Besides my struggles with freelancing and creative differences in the editorial field, I’d also let comparison plague me to the point of no return. Repeatedly I found myself comparing my progress with other writers, regardless of who they were, how old they were and how far along they were in their creative endeavours. I would idealise other writers and berate myself for not being like someone who may have had an obvious advantage over me (privilege or otherwise) and may have been better skilled or experienced than me. It wasn’t fair. But then again, what in life truly is?
Anxiety knows no logic or reasoning, and neither did my writer’s block. I don’t blame anyone in all this though. Especially not myself — not anymore.
In all honesty, while all of this was going on (gestures vaguely to all that was mentioned above); my mental health had been on a gradual decline post-2020 too. Having lived through the pandemic like every one of you reading this, I’d also experienced grief and loss in ways I couldn’t quite put into words. Which was ironic for me as a writer.
I’d somehow lost a part of me I used to be before this harrowing experience and that left me completely hapless. I simply couldn’t create anymore. The one thing I’d always considered my weapon of choice–words–rendered meaningless to me.
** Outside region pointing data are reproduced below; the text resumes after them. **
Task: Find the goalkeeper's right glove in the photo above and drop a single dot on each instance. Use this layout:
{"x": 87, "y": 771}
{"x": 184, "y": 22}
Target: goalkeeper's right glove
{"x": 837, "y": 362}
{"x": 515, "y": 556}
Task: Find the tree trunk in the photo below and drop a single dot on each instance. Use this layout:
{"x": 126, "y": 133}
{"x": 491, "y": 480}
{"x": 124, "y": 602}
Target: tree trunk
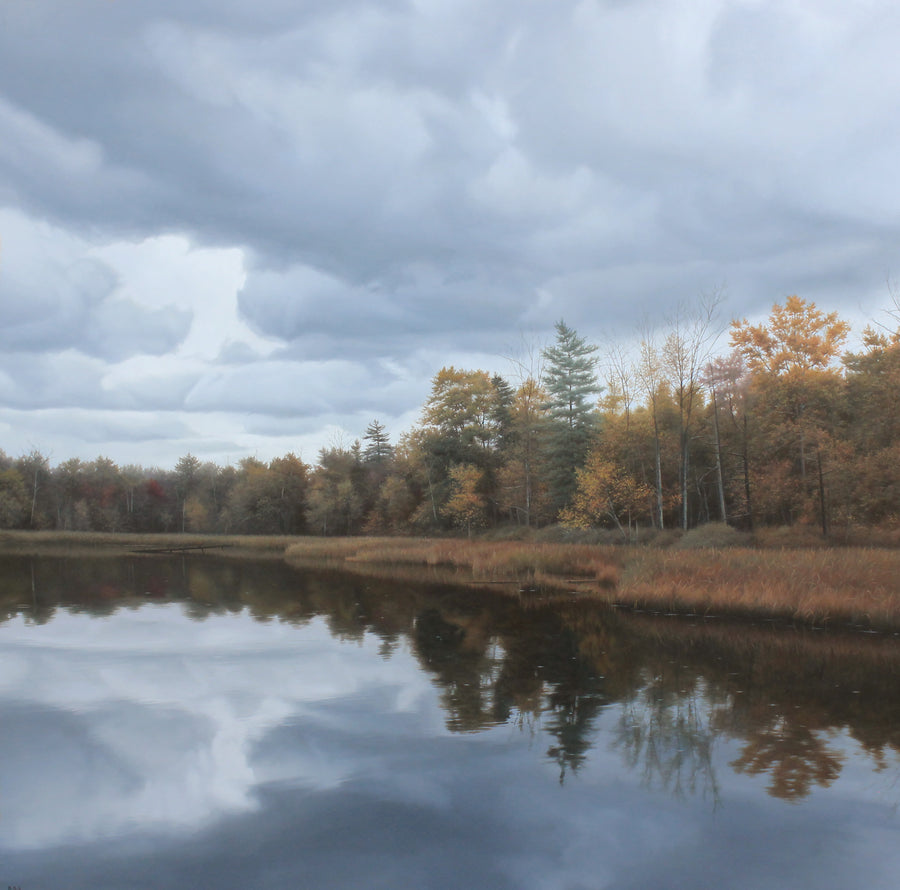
{"x": 719, "y": 478}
Another change I noticed in myself during this time was that I’d been reading significantly less too, be it books or articles. The same me who could finish a 450-page book at the age of 15 within a day but couldn’t read a single book for months on end? My entire being was thrown off track and I was trying to pick up the pieces while coping with academic responsibilities and disgruntling adult commitments. Doesn’t seem like a very relaxing combination, does it?
My writer’s block led to me feeling self-destructive and depressed (I have had a diagnosis in the past BTW), which in turn worsened the writer’s block and the vicious cycle just continued. Therefore, the only writing I truly got done was the written essays I somehow completed to manage a grade every semester in a sleepless daze of academic stress and frustration for my master’s.
Lucky for me, and you, I decided to take agency back at some point a couple of months back and return to therapy. I needed to get my shit together and I needed to escape this void I’d dug myself into. Thanks to externally internalised circumstances.
Am I implying therapy is the reason you’ve seen an original (and semi-creative) piece from yours truly in over a year? Absolutely. Will there be more? Highly likely.
I still don’t know what the exact point of this piece was. I did not want to justify why I was away, I know nobody cared enough to know. Yet I wanted there to be a piece (by me) talking about how exasperating writer’s block can be. So here it was. Hope you liked it. It’s okay if you didn’t.